Di cene al ristorante, metropolitane e Gitani con la chitarra

Ieri sera sono uscito per andare a cena con un paio di amici e festeggiare così, la riapertura dei ristoranti e dei bar, che in Francia era appunto programmata per il due giugno. È stato strano sedere al tavolo e vedere le persone intorno a me munite di mascherina, osservare con sguardo diffidente gli altri, con espressioni rese ancor più inquietanti dai volti semi-coperti, come a chiedersi: chi sarà l’appestato tra questi? Per festeggiare un quasi ritorno alla normalità abbiamo mangiato il Plateau Royal, un grande vassoio di frutti di mare serviti freddi, in parte crudi, un’esplosione di colori e forme bizzarre a formare ricci di mare, ostriche, vongole, aragoste, granchi e gamberi, che abbiamo ben innaffiato con un paio di bottiglie di vino bianco di Cassis, niente male.

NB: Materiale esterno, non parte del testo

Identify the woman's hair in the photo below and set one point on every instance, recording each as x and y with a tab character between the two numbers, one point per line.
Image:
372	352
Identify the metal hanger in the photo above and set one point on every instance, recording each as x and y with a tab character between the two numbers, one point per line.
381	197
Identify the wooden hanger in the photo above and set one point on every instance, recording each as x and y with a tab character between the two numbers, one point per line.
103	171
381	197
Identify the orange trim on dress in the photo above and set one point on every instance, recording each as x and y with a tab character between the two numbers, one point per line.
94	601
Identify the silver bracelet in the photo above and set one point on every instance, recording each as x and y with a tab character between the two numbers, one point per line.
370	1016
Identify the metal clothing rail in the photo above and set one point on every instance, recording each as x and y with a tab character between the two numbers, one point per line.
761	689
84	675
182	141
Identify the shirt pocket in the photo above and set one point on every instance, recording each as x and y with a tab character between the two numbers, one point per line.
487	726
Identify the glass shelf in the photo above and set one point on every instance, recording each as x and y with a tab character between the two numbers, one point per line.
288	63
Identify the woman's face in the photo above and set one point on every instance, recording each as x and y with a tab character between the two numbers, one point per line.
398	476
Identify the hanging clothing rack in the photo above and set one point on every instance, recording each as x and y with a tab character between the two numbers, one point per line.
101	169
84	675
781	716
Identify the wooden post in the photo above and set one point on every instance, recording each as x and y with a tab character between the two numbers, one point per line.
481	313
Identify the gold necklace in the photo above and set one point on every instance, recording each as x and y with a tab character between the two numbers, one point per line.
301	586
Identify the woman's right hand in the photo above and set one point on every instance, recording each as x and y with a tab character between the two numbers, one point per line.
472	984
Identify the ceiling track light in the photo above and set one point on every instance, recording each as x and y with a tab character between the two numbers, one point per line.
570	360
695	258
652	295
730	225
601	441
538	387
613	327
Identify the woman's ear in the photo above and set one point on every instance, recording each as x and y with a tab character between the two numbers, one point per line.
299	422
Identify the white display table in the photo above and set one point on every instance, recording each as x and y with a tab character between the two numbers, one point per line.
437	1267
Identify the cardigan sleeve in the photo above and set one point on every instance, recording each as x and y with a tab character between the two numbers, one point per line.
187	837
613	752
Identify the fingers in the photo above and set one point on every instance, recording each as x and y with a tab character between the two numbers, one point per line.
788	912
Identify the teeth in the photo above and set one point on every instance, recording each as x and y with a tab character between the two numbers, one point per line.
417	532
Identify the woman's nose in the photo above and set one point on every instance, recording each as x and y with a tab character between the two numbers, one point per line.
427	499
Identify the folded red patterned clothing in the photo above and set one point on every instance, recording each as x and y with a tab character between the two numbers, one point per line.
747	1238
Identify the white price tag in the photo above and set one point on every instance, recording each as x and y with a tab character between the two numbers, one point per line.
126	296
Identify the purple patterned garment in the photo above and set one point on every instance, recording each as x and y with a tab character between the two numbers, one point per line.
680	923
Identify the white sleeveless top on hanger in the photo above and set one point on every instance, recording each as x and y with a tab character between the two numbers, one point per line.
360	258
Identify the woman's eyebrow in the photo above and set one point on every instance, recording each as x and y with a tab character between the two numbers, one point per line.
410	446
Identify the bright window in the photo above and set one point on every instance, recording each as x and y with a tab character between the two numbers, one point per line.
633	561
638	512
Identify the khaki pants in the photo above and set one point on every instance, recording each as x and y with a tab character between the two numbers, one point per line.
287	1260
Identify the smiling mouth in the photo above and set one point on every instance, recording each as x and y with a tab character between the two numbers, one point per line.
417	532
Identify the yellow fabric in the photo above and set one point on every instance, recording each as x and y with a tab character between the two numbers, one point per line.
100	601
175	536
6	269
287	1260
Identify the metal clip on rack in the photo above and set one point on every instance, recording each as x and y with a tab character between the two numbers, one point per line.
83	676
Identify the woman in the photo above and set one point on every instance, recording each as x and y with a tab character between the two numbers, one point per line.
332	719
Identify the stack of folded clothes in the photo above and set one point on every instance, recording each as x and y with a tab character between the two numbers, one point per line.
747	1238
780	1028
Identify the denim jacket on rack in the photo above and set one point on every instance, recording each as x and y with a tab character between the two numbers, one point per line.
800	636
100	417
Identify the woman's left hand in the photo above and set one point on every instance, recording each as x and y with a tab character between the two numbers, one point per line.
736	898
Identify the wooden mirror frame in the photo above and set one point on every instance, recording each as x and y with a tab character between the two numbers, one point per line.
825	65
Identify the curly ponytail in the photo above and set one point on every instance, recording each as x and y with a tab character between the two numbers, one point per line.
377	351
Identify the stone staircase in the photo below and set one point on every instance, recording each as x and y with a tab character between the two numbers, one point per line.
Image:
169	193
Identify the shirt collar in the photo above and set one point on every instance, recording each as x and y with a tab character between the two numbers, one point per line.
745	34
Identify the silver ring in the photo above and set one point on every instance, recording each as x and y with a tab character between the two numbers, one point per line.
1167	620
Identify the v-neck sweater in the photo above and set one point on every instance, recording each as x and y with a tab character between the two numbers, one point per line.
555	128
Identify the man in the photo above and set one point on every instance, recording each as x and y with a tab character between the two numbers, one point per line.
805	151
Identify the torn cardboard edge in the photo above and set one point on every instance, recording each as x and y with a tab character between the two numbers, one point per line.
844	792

Arrivata l’ora di ripartire, abbiamo installato le nostre mascherine e ci siamo persi nella notte. I miei amici sono rientrati a piedi, io mi sono diretto verso la stazione della metropolitana più vicina. Sebbene fossero da poco passate le nove, la stazione della metro era deserta, il vuoto completo, inquietante. Seduto su una panchina, aspettando il mio treno, mi sono improvvisamente ricordato di una vicenda vissuta nel duemilaotto, della quale mi ero completamente dimenticato.

Dopo aver partecipato a una festa, della quale a causa dell’alcool mi ricordo molto poco, mi ritrovai ad aspettare la metro con due sconosciuti, dei quali ancor oggi, ripensandoci, ignoro l’identità. Ci sedemmo su una panchina e probabilmente mi addormentai per qualche minuto, perché ricordo che aprii gli occhi e mi ritrovai immerso nel buio più profondo, da solo, la coppia non c’era più. Ci misi qualche minuto a comprendere che il treno era probabilmente già passato e che le luci erano spente perché la metropolitana aveva terminato l’orario di servizio. Mi alzai e come un forsennato raggiunsi le scale mobili dell’uscita che ovviamente erano spente. Le salii a quattro a quattro, l’alcool ancora in corpo e quando arrivai in cima, trovai l’entrata sbarrata dalla rete di protezione. Colto dal panico cercai il cellulare per chiamare qualcuno, ovviamente al numero di emergenza nessuno rispose. Mi guardai intorno, l’uscita della metropolitana era a cielo aperto e intorno, a protezione, c’erano delle grandi vetrate che terminavano ai lati dell’inferriata che sbarrava l’ingresso. In preda all’alcool e a un’isteria dovuta alla situazione, dopo aver tentato varie volte di raggiungere il numero di telefono per le emergenze decisi di scalare la vetrata per saltare dall’altra parte. Non ricordo bene come feci, probabilmente mi aiutai poggiando i piedi sui gancetti di ferro che tenevano uniti tra di loro le vetrate, quello che so è che riuscii a passare dall’altra parte con un salto e che atterrai davanti a una coppia di ragazzi che nascosti dietro i vetri si stavano baciando. Ricordo che sorrisi, alzai la mano in segno di saluto e canticchiando una canzone mi allontanai a piedi in direzione di casa mia.

Ieri sera non mi sono addormentato nella stazione come quella volta, ero stanco e forse un po’ troppo angosciato, impossibile non esserlo ripensando all’atmosfera surreale nel ristorante del dopo covid. Appena il treno è arrivato, sono salito, e immediatamente mi sono ritrovato davanti un chitarrista gitano munito di mascherina dei Gipsy King che avvicinandosi, nel vagone c’ero solo io, ha incominciato a cantare: Marina, Marina, Marina…ti voglio al più presto sposar! Ho pensato che sarebbe stato meglio dormire in stazione, o essere completamente ubriaco, piuttosto che ascoltare quell’obbrobrio e sorridendo ho messo la mia mano di lattice in tasca e ho dato alcune monete all’uomo.